# Hello from Southern California



## Minitrooper (Nov 28, 2021)

Hello everyone, just got my 2000 Audi TT 1.8T base and looking forward to reading and conversing to all to learn more about this awesome vehicle.


----------



## YELLOW_TT (Feb 25, 2004)

Welcome 😁


----------



## Hoggy (May 8, 2002)

Hi, Welcome to the TTF & MK1 ownership.
Hoggy


----------



## Molinos (May 19, 2021)

Welcome


----------



## FNChaos (Nov 30, 2016)

Welcome. What part of SoCal? (Grew up on the beaches of Oxnard / Ventura / Carpenteria myself).


----------



## Minitrooper (Nov 28, 2021)

FNChaos said:


> Welcome. What part of SoCal? (Grew up on the beaches of Oxnard / Ventura / Carpenteria myself).
> View attachment 479231


Beautiful coast where you grew up. I’m in Claremont about 30 miles east of downtown LA


----------



## dangbachtram (Dec 1, 2021)

Welcome you and congrat you too. I am on my way to get enough money to buy my dream car. Besides, I am new member here and I am from New Zealand. Nice to meet you and cant wait to engage with you all more


----------



## Minitrooper (Nov 28, 2021)

dangbachtram said:


> Welcome you and congrat you too. I am on my way to get enough money to buy my dream car. Besides, I am new member here and I am from New Zealand. Nice to meet you and cant wait to engage with you all more


Thank you


----------



## FNChaos (Nov 30, 2016)

A lot has changed in California since I moved north, but I remember Claremont was (is?) a pretty town (had relatives living nearby in Riverside). Jacaranda trees, views of the San Gabriel's... 
...only thing I don't miss is the Santa Ana's (getting shocked every time you touched anything metal )


----------



## Minitrooper (Nov 28, 2021)

FNChaos said:


> A lot has changed in California since I moved north, but I remember Claremont was (is?) a pretty town (had relatives living nearby in Riverside). Jacaranda trees, views of the San Gabriel's...
> ...only thing I don't miss is the Santa Ana's (getting shocked every time you touched anything metal )

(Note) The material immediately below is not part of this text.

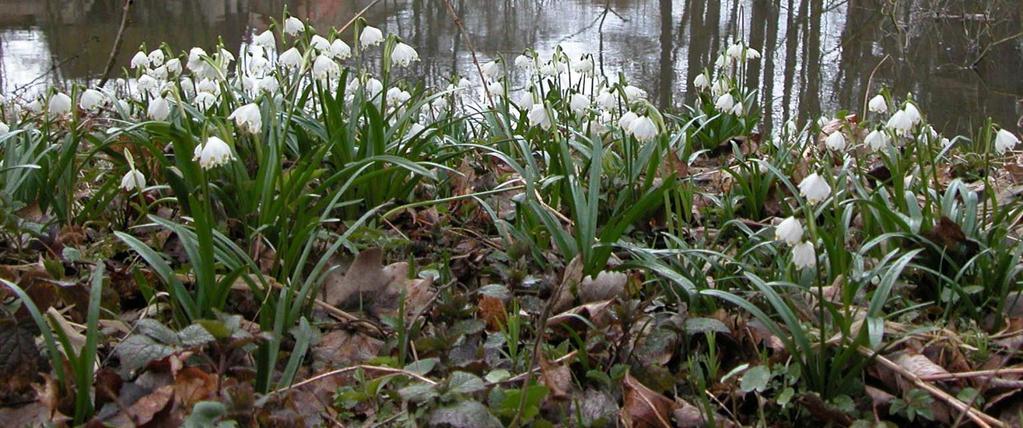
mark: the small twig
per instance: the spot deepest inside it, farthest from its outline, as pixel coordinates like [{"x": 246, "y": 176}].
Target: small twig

Small little town. Where you based now? Any reliable independent shops you know down SoCal?


----------



## FNChaos (Nov 30, 2016)

Sorry, I can't provide any good recommendations. I'm about as far north and west as you can get in the contiguous US now. Half-way between Seattle and British Columbia.


----------



## Minitrooper (Nov 28, 2021)

FNChaos said:


> Sorry, I can't provide any good recommendations. I'm about as far north and west as you can get in the contiguous US now. Half-way between Seattle and British Columbia.


No problem.


----------